Perhaps it’s a lost cause, but let me try one more time to explain the situation in a way our liberal friends might understand.

Moderate Muslims are the German baker in the 9th episode of Band of Brothers.

Let me set up the clip. A patrol from easy company is going through the woods the scene suddenly changes to Sgt. Perconte running into town has come across their first death camp.

Perconte: Major Wintes, sir…We found something out on patrol and…We came across this–
Major Winters: What? What? Frank? Frank what is it?
Perconte: I don’t know sir

They come to the camp, shocked what they see and when they question prisoners in the camp they discover what it’s about:

Joseph Liebgott: He says it’s a work camp for…”Unerwuenschter.” I’m not sure what the word means, sir. Uh, “unwanted,” “disliked,” maybe?
Cpt. Nixon: “Criminals?”
Joseph Liebgott: I don’t think “criminals,” sir. Verbrecher?
Camp prisoner: Verbrecher? Nein, nein.
Joseph Liebgott: No.
Camp prisoner: Ärzte, Musiker, Beamter, Bauern…
Joseph Liebgott: Doctors, musicians…
Camp prisoner: Schreiber, Schneider, Intellektuelle…
Joseph Liebgott: Tailors, clerks, farmers, intellectuals. I mean, normal people.
Camp prisoner: Juden. Juden.
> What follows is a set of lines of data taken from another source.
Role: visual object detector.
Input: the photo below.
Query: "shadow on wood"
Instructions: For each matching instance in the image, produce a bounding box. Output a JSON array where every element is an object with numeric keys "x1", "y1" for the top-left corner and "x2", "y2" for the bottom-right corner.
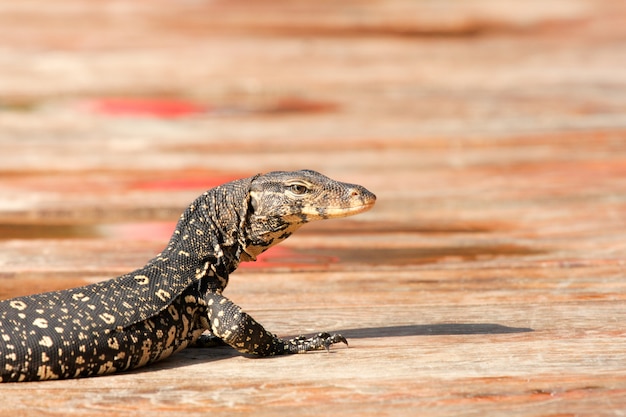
[{"x1": 337, "y1": 323, "x2": 534, "y2": 339}]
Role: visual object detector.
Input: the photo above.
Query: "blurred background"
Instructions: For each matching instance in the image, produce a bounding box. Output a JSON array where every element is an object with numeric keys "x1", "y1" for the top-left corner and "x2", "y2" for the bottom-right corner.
[{"x1": 0, "y1": 0, "x2": 626, "y2": 230}]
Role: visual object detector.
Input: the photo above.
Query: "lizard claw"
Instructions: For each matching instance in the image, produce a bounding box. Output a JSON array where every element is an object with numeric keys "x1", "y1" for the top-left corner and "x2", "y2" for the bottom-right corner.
[{"x1": 289, "y1": 332, "x2": 348, "y2": 353}]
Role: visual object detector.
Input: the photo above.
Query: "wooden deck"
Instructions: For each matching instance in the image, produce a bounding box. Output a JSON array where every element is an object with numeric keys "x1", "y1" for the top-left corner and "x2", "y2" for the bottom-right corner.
[{"x1": 0, "y1": 0, "x2": 626, "y2": 416}]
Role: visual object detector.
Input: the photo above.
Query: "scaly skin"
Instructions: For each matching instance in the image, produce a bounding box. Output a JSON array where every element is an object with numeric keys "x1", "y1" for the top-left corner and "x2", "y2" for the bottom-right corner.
[{"x1": 0, "y1": 170, "x2": 376, "y2": 382}]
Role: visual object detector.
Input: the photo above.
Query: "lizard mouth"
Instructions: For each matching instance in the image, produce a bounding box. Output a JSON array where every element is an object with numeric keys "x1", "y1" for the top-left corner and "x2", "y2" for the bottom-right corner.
[{"x1": 323, "y1": 194, "x2": 376, "y2": 219}]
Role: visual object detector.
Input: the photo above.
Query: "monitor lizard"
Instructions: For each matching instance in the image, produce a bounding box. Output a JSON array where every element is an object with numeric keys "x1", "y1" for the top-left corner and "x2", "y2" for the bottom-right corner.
[{"x1": 0, "y1": 170, "x2": 376, "y2": 382}]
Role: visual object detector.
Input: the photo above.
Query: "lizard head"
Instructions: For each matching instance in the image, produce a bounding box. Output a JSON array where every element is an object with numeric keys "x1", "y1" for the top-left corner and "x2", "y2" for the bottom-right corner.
[{"x1": 241, "y1": 170, "x2": 376, "y2": 261}]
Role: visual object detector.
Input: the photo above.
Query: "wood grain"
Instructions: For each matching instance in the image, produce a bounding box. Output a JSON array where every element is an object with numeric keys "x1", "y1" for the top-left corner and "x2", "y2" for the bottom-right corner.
[{"x1": 0, "y1": 0, "x2": 626, "y2": 416}]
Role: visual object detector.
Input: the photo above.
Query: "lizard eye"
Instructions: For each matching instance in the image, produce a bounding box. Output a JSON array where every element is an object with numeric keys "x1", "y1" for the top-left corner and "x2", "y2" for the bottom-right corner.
[{"x1": 289, "y1": 184, "x2": 309, "y2": 195}]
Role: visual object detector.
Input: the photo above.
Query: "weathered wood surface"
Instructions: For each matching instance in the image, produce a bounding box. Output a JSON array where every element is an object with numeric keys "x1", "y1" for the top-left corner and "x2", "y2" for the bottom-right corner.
[{"x1": 0, "y1": 0, "x2": 626, "y2": 416}]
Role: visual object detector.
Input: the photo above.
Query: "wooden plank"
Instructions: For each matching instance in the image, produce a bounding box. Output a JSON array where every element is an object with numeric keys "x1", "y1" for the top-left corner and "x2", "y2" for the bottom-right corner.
[{"x1": 0, "y1": 0, "x2": 626, "y2": 416}]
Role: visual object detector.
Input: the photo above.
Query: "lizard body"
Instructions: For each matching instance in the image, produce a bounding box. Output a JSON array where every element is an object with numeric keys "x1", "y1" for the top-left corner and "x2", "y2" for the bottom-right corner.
[{"x1": 0, "y1": 170, "x2": 376, "y2": 382}]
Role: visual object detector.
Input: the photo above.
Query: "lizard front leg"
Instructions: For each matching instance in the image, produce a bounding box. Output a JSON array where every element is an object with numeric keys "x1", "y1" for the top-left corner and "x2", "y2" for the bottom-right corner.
[{"x1": 205, "y1": 293, "x2": 348, "y2": 356}]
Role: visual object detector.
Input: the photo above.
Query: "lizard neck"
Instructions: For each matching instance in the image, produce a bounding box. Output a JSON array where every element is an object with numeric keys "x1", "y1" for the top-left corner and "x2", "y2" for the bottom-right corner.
[{"x1": 157, "y1": 178, "x2": 252, "y2": 293}]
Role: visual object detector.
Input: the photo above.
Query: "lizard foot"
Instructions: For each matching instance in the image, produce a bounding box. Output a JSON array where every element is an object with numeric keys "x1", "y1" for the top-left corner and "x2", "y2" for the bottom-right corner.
[{"x1": 287, "y1": 332, "x2": 348, "y2": 353}]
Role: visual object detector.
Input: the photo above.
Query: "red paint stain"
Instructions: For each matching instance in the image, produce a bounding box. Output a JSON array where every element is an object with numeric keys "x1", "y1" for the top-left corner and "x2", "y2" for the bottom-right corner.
[{"x1": 82, "y1": 97, "x2": 209, "y2": 119}]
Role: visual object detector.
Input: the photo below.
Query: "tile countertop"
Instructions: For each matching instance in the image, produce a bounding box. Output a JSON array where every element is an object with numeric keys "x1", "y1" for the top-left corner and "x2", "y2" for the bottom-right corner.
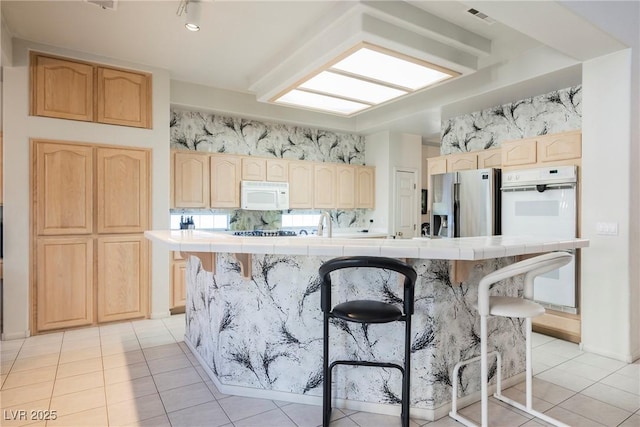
[{"x1": 144, "y1": 230, "x2": 589, "y2": 261}]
Juden.
Joseph Liebgott: [softly] They’re Jews.
Camp prisoner: Pole, Ziegeuner.
Joseph Liebgott: Poles and Gypsies.

The people in the camp are starving so the troops immediately head into town and start grabbing all the food they can carry and that is where we see the German Baker who is outraged that all of his wares that he worked so hard to bake are being taken but Pvt Webster is having none of it. Here is the text of their exchange:

David Webster: Shut up! I said, shut up, you Nazi fuck! [grabs baker]
German Baker: Ich-ich bin kein Nazi! (I’m not a Nazi)
David Webster: Oh, you’re not a Nazi? My mistake, you fat fucking prick. What about a human being? Are you one of those, or are you going to tell me that you never smelt the fucking stench? [of the nearby concentration camp]
German Baker: Toten sie mich nicht! Bitte toten sie mich nicht! (“Don’t kill me! Please don’t kill me!”)   Ich verstehe nicht was du da sagst! (I do not understand what you say)
Pvt. Joseph Lesniewski: Leave him alone, Web. He says he doesn’t know what the hell you’re talking about.
David Webster: Bullshit.

Naturally we as Americans are with Webster here and have nothing but disgust for the German Baker, but just for a moment consider the situation the Baker was in.

He is a German, living in a city of Germans, in a culture that has completely embraced the values of Nazism. We don’t know what he actually thinks about any of this stuff, so let’s ask the one basic question obvious question:

Even if the Baker had a moral objection to what was going on, was there any way, said Baker could, act on that objection to the what was being done at the camp without ending up either dead or in the camp himself?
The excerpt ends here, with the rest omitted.